The estimated posterior \(\pi_\theta(\cdot|x\oplus y)\) deviates from the true posterior (measured KL ≈ 2.3 in experiments), limiting effectiveness on weaker models.
The clipping range \([0, 200]\) for the correction factor is empirically determined and lacks theoretical justification.
Training is conducted only on mathematical reasoning; while OOD capability is demonstrated, direct multi-task training may yield further improvements.
The approach has a strong dependency on the base model's reasoning capability; gains for weaker models such as Llama are less pronounced than for Qwen.

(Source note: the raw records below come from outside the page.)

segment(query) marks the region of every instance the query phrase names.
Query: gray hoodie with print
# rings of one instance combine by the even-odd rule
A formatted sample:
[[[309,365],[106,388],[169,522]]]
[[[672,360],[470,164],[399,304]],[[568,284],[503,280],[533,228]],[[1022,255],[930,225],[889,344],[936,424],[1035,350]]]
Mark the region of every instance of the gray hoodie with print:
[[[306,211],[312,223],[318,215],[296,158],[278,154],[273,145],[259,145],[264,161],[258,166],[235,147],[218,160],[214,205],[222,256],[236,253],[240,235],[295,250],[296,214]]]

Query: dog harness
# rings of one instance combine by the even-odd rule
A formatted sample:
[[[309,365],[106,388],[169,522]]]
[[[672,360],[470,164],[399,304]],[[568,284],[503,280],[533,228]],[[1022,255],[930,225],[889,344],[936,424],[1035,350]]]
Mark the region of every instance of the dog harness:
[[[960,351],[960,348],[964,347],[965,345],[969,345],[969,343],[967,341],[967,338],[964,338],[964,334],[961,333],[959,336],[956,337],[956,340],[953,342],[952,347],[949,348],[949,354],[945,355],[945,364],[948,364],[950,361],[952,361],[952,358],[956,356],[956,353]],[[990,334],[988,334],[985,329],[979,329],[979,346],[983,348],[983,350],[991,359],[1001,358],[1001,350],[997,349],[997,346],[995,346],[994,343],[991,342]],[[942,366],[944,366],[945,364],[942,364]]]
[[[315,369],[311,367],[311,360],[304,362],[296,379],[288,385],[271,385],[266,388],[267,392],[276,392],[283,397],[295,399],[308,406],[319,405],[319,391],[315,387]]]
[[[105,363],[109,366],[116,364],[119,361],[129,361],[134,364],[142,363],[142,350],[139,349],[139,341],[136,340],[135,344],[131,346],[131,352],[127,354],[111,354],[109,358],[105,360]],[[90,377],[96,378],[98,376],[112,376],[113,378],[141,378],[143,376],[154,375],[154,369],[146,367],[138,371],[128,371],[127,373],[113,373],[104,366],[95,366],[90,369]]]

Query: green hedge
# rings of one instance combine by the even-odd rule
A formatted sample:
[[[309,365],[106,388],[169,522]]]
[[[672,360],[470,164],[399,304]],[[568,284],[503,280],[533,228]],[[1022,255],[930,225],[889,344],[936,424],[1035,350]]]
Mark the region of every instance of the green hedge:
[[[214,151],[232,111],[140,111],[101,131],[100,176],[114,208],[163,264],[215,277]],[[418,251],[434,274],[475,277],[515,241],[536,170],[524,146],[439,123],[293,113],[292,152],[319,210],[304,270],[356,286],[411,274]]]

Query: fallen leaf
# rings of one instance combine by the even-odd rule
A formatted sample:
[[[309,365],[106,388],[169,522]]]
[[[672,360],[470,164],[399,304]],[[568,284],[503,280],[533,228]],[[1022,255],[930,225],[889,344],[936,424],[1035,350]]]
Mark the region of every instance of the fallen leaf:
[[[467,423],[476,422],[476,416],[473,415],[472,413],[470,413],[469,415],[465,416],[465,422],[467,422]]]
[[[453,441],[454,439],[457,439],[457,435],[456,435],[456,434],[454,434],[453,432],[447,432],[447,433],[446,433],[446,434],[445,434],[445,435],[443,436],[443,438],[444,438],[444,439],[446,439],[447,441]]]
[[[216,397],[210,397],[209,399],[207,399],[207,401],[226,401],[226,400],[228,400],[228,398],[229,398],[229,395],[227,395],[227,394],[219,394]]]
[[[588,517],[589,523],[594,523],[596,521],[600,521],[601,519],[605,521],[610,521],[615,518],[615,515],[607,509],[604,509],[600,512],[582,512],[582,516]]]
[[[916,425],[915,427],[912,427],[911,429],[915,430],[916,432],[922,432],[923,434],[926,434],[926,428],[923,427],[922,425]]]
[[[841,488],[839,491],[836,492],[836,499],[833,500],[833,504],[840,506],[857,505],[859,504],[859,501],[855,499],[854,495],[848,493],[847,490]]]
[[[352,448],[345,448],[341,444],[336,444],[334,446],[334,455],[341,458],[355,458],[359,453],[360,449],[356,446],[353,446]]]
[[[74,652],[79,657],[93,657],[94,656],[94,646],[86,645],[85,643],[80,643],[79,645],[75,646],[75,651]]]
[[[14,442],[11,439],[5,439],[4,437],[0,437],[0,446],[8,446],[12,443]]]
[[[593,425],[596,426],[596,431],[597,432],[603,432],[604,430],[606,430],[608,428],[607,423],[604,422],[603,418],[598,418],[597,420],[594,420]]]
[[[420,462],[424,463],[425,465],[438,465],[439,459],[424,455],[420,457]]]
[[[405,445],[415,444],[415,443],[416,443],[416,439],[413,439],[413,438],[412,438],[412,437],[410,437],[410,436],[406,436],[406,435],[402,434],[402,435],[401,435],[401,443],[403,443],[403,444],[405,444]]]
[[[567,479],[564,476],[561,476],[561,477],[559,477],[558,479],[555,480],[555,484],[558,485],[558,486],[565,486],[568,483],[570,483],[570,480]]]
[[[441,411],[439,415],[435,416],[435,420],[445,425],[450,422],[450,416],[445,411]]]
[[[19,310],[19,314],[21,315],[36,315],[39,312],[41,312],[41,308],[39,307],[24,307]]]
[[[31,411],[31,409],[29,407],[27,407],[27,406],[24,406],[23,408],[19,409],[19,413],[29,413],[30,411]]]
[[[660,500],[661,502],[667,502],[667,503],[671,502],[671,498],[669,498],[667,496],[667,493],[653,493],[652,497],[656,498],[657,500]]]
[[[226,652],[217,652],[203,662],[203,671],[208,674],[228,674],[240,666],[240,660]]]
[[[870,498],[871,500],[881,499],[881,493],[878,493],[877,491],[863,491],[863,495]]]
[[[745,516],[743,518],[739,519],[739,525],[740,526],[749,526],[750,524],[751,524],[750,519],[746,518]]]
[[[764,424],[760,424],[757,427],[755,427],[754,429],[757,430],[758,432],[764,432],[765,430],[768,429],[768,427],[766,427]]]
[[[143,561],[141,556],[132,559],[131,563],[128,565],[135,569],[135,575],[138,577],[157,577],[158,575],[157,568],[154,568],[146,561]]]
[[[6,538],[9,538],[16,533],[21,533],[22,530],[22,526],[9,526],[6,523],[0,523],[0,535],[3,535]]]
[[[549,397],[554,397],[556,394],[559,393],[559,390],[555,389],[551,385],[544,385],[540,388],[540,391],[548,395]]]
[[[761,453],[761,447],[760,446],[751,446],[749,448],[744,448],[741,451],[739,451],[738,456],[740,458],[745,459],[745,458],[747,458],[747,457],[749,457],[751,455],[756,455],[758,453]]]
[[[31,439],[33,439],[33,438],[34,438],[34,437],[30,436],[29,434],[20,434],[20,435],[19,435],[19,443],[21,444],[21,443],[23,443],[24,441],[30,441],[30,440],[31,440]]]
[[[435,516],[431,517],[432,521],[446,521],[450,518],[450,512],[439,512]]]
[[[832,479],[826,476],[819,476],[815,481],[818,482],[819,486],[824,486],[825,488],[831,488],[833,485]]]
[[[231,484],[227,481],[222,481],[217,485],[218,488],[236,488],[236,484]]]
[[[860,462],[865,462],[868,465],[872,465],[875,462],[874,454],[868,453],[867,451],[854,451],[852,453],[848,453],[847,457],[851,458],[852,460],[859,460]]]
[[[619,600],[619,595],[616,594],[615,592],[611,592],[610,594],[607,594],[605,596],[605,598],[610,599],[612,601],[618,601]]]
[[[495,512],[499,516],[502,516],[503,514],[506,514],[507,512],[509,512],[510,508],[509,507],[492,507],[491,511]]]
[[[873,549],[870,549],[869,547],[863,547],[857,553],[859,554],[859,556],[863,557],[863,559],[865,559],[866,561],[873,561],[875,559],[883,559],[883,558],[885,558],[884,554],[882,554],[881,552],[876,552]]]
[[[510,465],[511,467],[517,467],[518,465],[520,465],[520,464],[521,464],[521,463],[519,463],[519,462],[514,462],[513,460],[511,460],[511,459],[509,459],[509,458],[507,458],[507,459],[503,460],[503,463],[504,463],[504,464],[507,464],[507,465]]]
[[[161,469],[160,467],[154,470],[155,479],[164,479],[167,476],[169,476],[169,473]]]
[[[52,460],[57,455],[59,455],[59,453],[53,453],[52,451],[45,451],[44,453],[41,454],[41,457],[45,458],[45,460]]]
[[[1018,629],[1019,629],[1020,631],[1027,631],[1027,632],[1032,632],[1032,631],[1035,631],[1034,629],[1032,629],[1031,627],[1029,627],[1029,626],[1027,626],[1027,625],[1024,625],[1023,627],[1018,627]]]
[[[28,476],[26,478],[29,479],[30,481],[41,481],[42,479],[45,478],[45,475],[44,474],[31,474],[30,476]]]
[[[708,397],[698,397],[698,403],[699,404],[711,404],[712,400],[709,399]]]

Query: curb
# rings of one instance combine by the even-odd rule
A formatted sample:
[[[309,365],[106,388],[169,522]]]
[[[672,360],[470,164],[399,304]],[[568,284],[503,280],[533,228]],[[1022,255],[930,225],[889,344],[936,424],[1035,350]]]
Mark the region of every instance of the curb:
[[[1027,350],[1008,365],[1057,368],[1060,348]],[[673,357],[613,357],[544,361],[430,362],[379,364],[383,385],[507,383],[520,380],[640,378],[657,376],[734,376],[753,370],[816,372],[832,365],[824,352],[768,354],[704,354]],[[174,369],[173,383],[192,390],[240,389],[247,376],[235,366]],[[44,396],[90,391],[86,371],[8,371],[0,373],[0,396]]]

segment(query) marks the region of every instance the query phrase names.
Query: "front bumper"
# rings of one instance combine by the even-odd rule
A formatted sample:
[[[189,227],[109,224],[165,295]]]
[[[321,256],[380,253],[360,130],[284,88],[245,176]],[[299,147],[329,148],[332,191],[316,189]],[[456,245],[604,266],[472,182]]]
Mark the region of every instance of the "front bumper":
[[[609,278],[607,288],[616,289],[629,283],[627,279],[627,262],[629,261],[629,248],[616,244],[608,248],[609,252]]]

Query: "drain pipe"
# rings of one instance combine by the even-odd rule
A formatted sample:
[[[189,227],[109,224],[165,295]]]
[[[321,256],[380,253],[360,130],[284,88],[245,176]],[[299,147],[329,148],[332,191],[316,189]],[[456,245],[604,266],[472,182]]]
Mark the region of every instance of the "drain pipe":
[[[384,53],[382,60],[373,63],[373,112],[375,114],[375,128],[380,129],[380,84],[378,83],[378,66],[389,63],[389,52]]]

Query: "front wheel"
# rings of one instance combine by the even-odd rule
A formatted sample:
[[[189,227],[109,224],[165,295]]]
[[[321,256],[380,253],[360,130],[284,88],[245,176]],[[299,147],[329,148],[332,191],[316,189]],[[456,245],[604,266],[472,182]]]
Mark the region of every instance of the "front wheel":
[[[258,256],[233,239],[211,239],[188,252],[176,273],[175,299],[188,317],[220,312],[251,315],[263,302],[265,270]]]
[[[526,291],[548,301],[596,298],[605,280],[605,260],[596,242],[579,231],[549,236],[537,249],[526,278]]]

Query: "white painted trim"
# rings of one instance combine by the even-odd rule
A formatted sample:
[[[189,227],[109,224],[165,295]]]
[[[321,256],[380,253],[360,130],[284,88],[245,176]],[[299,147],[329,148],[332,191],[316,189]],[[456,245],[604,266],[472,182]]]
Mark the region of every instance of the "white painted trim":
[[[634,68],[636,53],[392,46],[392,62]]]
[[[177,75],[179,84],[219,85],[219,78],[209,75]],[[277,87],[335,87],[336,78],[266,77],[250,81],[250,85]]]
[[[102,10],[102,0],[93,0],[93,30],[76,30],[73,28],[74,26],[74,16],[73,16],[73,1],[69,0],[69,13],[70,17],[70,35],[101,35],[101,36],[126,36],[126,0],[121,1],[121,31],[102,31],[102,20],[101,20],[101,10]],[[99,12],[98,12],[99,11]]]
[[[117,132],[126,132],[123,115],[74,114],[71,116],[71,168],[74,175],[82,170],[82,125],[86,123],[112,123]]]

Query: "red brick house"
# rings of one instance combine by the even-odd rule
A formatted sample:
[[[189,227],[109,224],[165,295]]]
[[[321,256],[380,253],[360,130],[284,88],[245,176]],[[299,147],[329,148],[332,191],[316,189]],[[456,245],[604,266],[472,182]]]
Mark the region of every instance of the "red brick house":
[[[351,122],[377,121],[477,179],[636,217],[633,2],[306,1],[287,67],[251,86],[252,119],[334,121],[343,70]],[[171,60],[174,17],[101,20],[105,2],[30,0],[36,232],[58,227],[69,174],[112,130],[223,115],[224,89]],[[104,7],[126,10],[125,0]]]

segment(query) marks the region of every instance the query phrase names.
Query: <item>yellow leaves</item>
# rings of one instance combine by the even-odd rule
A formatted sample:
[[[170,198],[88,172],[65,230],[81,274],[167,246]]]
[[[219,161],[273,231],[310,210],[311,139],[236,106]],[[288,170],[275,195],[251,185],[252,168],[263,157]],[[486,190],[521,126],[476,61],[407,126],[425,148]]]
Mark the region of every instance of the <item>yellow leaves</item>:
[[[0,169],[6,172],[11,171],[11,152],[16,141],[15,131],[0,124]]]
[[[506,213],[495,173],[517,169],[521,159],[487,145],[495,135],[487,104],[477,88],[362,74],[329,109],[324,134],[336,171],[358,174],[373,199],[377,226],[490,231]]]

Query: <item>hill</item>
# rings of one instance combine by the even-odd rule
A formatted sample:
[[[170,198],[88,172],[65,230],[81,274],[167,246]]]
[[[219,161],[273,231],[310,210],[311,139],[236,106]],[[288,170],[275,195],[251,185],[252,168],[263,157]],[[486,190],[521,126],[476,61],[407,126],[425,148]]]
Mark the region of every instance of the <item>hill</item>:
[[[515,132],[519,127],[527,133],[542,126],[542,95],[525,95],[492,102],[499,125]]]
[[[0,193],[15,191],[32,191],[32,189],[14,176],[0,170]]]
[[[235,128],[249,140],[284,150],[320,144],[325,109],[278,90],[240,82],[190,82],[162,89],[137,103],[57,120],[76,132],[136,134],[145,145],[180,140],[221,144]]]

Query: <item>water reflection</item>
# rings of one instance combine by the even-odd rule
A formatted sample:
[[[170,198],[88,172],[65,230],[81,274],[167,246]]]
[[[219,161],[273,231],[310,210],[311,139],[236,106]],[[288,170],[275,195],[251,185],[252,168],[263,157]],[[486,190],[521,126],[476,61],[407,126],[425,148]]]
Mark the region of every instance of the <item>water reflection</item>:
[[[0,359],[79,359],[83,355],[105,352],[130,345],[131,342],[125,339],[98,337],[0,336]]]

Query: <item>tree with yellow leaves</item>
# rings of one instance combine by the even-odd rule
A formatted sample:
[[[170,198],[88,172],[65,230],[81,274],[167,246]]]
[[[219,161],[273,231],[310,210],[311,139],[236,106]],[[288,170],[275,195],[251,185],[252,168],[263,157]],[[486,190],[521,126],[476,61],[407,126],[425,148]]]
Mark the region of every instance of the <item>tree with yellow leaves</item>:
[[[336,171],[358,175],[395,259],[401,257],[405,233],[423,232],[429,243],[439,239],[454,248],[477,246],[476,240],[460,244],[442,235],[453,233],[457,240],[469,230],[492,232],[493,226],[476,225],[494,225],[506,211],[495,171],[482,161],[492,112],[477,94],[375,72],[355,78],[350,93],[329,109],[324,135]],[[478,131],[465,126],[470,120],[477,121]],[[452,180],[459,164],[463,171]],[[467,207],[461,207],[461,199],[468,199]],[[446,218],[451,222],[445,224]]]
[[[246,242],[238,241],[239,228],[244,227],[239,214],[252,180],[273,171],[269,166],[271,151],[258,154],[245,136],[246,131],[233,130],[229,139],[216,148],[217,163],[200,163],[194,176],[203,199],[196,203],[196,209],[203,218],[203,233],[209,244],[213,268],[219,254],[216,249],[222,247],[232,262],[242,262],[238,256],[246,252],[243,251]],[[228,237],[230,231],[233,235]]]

Similar to LaTRO in leveraging the posterior distribution, but LaTRO uses \(\log p_\theta(y|x\oplus z)\) as the reward, whereas InTRO directly uses the posterior probability ratio as a correction factor.
The fundamental distinction from GRPO: GRPO performs sequence-level exploration with sequence-level rewards, while InTRO performs token-level exploration with token-level feedback.
The design of the correction factor may inspire the construction of other token-level training signals.

Rating¶

Novelty: ⭐⭐⭐⭐⭐ — The theoretical framework for token-level self-feedback is highly creative.
Experimental Thoroughness: ⭐⭐⭐⭐⭐ — Covers multiple models and benchmarks, with ablation, OOD, and efficiency analyses.
Writing Quality: ⭐⭐⭐⭐ — Theoretical derivations are clear, though notation is dense.
Value: ⭐⭐⭐⭐⭐ — Introduces a fundamentally new paradigm for LLM reasoning training.